Personal information
- Born: November 7, 1996 (age 29) Kemerovo, Russia

Chess career
- Country: Russia (until August 2023) Spain (since August 2023)
- Title: Grandmaster (2016)
- FIDE rating: 2648 (July 2026)
- Peak rating: 2648 (June 2024)
- Ranking: No. 71 (July 2026)
- Peak ranking: No. 68 (April 2026)

= Maksim Chigaev =

Russian chess grandmaster (born 1996)

Maksim Konstantinovich Chigaev (Максим Константинович Чигаев, born 7 November 1996) is a Russian chess player who currently represents Spain. He was awarded the title Grandmaster by FIDE in 2016.

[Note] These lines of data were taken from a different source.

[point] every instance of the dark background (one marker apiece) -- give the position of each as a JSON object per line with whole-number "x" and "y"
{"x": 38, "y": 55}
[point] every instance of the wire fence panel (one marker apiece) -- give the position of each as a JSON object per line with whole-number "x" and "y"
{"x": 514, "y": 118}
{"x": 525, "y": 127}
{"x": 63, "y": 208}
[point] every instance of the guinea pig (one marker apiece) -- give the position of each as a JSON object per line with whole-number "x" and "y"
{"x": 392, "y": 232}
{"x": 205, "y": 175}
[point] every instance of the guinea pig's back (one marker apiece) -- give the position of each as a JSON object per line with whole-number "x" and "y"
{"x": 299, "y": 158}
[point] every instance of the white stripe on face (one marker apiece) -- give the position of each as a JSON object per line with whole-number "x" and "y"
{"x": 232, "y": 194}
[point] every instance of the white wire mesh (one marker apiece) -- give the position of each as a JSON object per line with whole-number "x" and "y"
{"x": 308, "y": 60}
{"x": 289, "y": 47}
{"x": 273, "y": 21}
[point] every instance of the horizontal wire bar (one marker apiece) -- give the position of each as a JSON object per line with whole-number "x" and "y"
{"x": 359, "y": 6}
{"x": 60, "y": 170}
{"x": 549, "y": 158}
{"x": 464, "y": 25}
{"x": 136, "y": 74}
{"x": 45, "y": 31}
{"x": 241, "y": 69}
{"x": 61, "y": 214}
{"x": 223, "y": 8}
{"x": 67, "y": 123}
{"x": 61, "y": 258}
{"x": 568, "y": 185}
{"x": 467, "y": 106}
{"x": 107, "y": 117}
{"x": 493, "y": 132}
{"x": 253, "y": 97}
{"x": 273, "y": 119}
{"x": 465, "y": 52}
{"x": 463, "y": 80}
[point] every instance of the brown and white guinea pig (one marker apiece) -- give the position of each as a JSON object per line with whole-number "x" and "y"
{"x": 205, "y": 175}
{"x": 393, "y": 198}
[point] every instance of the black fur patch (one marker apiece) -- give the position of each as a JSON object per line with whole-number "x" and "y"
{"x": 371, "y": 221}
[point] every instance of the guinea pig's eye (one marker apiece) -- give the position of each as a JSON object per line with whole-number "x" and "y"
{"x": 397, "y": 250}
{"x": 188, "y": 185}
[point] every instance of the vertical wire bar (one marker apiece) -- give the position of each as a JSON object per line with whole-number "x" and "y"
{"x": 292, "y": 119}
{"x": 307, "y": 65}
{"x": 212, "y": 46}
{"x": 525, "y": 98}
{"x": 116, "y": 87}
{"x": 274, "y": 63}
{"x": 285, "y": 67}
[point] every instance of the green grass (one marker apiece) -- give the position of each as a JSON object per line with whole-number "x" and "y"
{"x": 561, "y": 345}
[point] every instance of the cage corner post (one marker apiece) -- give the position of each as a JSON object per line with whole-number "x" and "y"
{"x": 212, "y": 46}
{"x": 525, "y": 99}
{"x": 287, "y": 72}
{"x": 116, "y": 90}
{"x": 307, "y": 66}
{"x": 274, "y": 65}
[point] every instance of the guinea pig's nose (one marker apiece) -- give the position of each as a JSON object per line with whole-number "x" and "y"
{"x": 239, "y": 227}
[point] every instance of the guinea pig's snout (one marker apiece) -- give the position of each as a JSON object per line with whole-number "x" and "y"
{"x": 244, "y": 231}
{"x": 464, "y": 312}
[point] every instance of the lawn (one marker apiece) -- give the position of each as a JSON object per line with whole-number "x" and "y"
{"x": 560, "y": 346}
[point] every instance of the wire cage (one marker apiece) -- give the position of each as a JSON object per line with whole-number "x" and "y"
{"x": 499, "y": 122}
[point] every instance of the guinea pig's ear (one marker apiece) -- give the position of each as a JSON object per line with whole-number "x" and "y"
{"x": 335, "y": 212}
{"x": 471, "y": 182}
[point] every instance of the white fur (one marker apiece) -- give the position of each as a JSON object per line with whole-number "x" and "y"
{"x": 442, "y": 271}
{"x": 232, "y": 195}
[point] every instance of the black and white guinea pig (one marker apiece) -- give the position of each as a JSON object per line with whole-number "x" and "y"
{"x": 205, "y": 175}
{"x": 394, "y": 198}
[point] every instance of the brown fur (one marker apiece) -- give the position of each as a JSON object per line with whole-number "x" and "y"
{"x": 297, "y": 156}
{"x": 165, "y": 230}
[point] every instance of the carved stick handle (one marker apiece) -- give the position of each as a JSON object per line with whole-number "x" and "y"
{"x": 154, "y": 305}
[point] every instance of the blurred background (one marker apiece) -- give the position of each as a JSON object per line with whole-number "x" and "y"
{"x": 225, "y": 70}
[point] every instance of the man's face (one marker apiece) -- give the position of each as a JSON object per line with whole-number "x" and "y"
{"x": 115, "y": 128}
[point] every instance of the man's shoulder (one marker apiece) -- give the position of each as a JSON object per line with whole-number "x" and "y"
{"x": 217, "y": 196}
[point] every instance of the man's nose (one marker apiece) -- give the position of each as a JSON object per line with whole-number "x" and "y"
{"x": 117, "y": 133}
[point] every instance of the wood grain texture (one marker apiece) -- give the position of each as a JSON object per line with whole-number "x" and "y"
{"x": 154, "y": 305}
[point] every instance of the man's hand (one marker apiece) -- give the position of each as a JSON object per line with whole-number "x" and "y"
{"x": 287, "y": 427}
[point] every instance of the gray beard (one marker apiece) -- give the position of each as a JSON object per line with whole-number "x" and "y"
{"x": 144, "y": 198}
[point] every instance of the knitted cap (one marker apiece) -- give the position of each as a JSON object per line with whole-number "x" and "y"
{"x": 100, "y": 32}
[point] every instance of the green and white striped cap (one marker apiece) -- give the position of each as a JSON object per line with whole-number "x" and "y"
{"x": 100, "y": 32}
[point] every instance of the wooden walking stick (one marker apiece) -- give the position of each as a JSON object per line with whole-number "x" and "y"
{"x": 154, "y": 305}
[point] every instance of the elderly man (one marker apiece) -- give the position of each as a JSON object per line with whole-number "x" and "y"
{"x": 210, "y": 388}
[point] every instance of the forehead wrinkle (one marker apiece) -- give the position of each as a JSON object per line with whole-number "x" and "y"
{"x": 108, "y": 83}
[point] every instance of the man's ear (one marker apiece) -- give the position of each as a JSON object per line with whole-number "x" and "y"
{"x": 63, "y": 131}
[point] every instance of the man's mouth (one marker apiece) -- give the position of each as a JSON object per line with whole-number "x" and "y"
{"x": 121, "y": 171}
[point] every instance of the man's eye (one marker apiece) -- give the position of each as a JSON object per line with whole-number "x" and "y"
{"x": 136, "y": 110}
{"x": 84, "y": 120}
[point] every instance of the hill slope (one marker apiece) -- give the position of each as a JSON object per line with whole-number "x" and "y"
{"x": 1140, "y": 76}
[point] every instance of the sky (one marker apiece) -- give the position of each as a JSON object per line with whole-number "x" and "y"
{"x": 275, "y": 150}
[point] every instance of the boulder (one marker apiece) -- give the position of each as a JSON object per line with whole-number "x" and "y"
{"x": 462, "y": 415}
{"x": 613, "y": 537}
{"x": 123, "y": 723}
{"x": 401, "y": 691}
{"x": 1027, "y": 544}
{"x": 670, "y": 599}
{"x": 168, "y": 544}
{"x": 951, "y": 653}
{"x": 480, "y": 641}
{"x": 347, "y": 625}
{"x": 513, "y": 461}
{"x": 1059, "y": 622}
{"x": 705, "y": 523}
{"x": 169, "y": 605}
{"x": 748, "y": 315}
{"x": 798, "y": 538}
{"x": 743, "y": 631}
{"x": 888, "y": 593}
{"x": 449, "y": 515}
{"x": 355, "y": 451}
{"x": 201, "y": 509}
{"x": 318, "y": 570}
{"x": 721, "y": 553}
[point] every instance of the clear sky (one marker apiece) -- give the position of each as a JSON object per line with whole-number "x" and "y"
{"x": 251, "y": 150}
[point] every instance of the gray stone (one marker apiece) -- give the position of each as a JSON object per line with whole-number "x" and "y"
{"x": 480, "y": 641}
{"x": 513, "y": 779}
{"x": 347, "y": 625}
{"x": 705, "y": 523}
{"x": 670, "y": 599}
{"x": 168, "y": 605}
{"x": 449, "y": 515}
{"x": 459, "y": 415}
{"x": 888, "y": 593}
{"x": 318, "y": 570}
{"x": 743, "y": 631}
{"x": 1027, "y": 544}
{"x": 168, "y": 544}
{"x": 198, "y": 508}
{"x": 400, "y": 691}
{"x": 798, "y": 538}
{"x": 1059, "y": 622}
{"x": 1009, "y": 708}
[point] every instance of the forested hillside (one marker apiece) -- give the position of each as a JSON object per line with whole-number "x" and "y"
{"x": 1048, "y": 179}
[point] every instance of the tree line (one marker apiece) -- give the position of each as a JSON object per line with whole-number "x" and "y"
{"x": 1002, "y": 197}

Together with 43 other Russian chess players, Chigaev signed an open letter to Russian president Vladimir Putin, protesting against the Russian invasion of Ukraine and expressing solidarity with the Ukrainian people. In August 2023, he changed federations to Spain.

==Career==
Chigaev was born in Kemerovo. He played on the Russian team that won the World Youth Under 16 Chess Olympiad in 2012. Chigaev also won an individual gold medal as the best player on the second board. In 2015 he won the Vanya Somov Memorial - World's Youth Stars tournament in Kirishi. In 2018, he played on team Molodezhka of Tyumen which took the bronze medal in both the Russian Team Championships Premier League and the European Club Cup. In January 2019 Chigaev shared second place with Andrey Esipenko and Benjamin Gledura in the Tata Steel Challengers tournament in Wijk aan Zee, the Netherlands scoring 8½ points from 13 games. He competed in the FIDE World Cup 2019 as one of the nominees by the president of FIDE. Chigaev was paired against Parham Maghsoodloo and lost to him by 2–0 and therefore was eliminated from the tournament in the first round.

In October 2020, Chigaev won the Higher League of the 73rd Russian Chess Championship in Sochi with a score of 6.5/9 and qualified for Russian Chess Championship Superfinal later in the year. Chigaev won silver in the Chess.com competition at the 2023 Olympic Esports Week.